From left to right: Katie Feulner, Jason Feulner, Lenn Thompson, Nena Thompson, Evan Dawson, Morgan Dawson, Melissa Dobson, Rich Dobson
By Evan Dawson, Finger Lakes Correspondent
Everyone who loves wine has a memory that stands out with perfect clarity thanks to a single bottle of wine. We remember the meal, the lighting in the room, the conversations shared over the bottle. This is the power of wine.
It is far more than a beverage.
If we are fortunate, we have not one special wine memory, but many. I will never forget the moment I drank the first sip of Rosso del Bepi from Giuseppe Quintarelli. I can tell you how many people were in the room and what they were saying when I drank my first glass of Ravines 2005 Pinot Noir. I remember being frozen in place, unable to move as I first tried Jean-Michel Stephan's Cote Rotie. And my wife and I will always smile as we recount the opening of a bottle of Hermann Wiemer 1994 Riesling.
Last night I added a new wine memory to the collection.
As Lenn mentioned, he joined Jason, Melissa, me, and our spouses for a LENNDEVOURS dinner at the new Watkins Glen Harbor Hotel. Lenn brought several bottles of Long Island wine for the occasion, and one of them was a bottle I had long desired to try: the Grapes of Roth 2002 Merlot. We split the meal between Finger Lakes whites from the restaurant menu and Lenn's cache of Long Island reds. Before we even ordered we opened the Grapes of Roth and poured it into our glasses to encourage the wine to open up.
My experience with Long Island wines remains rather limited, so I was excited not only to drink more Long Island wine, but to drink a wine with such a strong reputation. But some of the most satisfying wine memories are rooted in surprise. When we finally arrived at the main course — a simple and perfectly cooked Filet for me — I picked up the glass like a child picks up a wrapped present. After taking in the rich, intense nose, I found that the wine was… good. Very good, even. I did not expect the intense spice and white pepper on the palate, and it was a gorgeous match with the beef.
But "very good" wine does not engender lifelong memories. And so I can concede my utter astonishment with the next wine that Lenn opened — the Paumanok Vineyards 2000 Grand Vintage Cabernet Sauvignon.

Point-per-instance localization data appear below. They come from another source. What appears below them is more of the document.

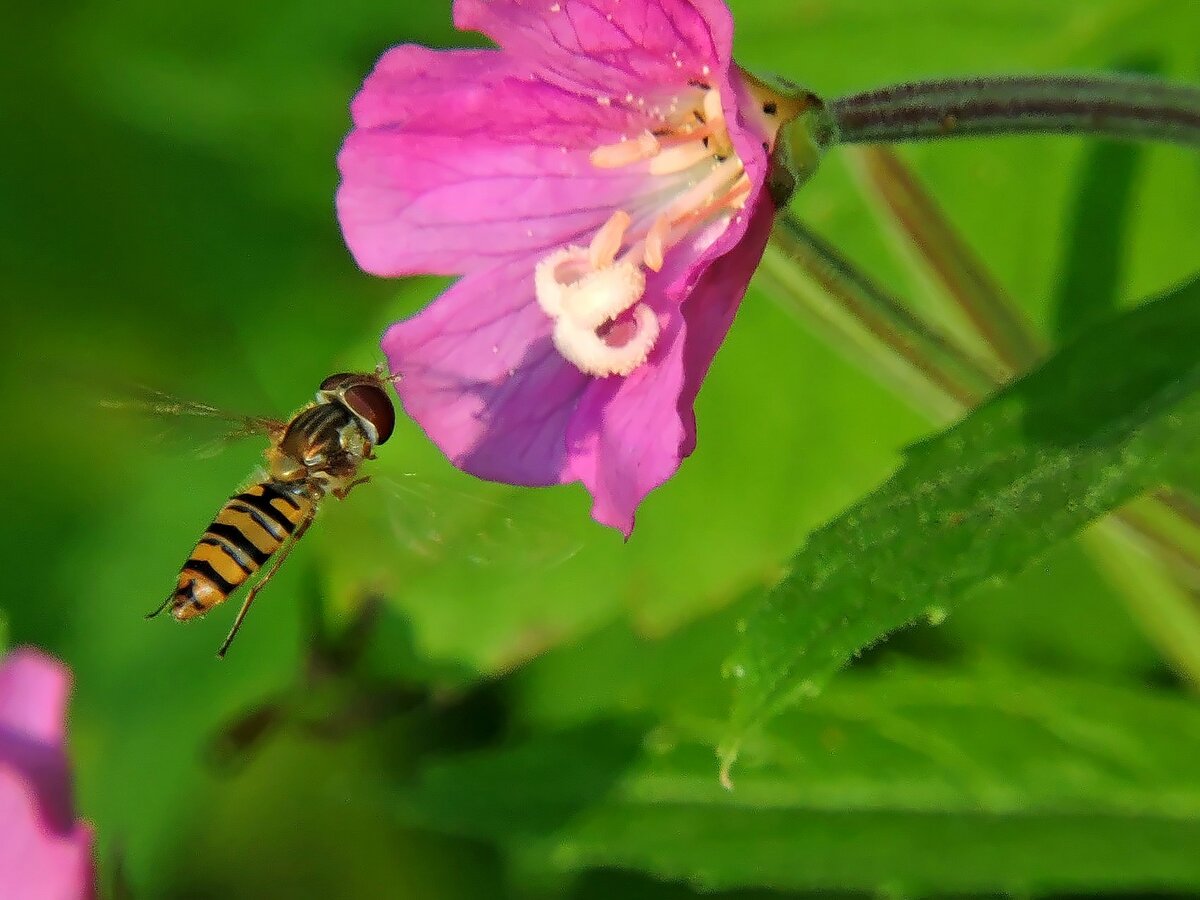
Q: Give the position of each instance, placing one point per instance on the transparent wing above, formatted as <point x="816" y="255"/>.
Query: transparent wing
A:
<point x="207" y="427"/>
<point x="484" y="526"/>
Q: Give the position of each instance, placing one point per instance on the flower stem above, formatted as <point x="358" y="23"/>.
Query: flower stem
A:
<point x="1121" y="106"/>
<point x="885" y="318"/>
<point x="990" y="311"/>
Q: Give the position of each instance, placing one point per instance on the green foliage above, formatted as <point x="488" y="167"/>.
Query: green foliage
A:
<point x="903" y="781"/>
<point x="1110" y="417"/>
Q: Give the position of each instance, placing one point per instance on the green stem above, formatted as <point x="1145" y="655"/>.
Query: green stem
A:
<point x="888" y="321"/>
<point x="994" y="316"/>
<point x="1121" y="106"/>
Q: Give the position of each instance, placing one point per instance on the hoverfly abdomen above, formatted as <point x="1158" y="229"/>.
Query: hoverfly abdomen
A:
<point x="244" y="535"/>
<point x="315" y="454"/>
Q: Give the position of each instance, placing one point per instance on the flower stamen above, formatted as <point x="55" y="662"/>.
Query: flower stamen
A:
<point x="607" y="240"/>
<point x="593" y="293"/>
<point x="625" y="153"/>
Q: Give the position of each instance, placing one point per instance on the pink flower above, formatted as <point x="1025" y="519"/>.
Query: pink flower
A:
<point x="43" y="851"/>
<point x="599" y="183"/>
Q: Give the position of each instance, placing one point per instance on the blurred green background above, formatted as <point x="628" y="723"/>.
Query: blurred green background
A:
<point x="167" y="196"/>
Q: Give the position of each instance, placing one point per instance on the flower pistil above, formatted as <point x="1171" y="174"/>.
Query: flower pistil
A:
<point x="593" y="293"/>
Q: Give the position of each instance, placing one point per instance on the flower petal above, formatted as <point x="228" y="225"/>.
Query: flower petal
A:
<point x="457" y="162"/>
<point x="609" y="46"/>
<point x="480" y="375"/>
<point x="34" y="690"/>
<point x="713" y="303"/>
<point x="629" y="435"/>
<point x="43" y="851"/>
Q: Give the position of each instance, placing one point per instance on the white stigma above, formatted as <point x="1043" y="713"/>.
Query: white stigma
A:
<point x="593" y="293"/>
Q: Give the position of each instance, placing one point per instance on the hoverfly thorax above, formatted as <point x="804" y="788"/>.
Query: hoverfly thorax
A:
<point x="315" y="454"/>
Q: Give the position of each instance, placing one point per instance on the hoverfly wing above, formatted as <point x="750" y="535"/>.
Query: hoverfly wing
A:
<point x="485" y="528"/>
<point x="208" y="429"/>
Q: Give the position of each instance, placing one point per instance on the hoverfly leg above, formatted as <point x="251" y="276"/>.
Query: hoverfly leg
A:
<point x="280" y="556"/>
<point x="161" y="606"/>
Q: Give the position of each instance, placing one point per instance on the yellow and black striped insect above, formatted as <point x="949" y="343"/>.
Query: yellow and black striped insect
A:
<point x="315" y="454"/>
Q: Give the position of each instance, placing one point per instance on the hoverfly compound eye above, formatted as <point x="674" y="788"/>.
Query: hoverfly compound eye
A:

This nose of this wine was like pure, fresh asparagus. Maybe — if you peeled back the asparagus — you could find some roasted Brussels sprouts. There was very little fruit in the nose (I'm assuming it's receded with some bottle age). And I loved it immediately.
That's because the wine brought a delicate balance of dark fruit and green flavors on the palate. It evoked my favorite French wines without seeming like a pale knockoff. It was long. And I'll always remember the look on Nena's face when she caught me staring at the glass, agape after my first sip. "Isn't this amazing?" she said.
To conclude a story that is undoubtedly too long already, let me reiterate my small sample size in tasting Long Island wines. Most have been quite pleasant, but none has moved me like this. But now I am emboldened to seek out more. I hope to get a better feel for what Long Island's varietal characters are. If they are anything like the 2000 Paumanok, well, I'll just have to find a way to expand my wine budget.
What are your special wine memories?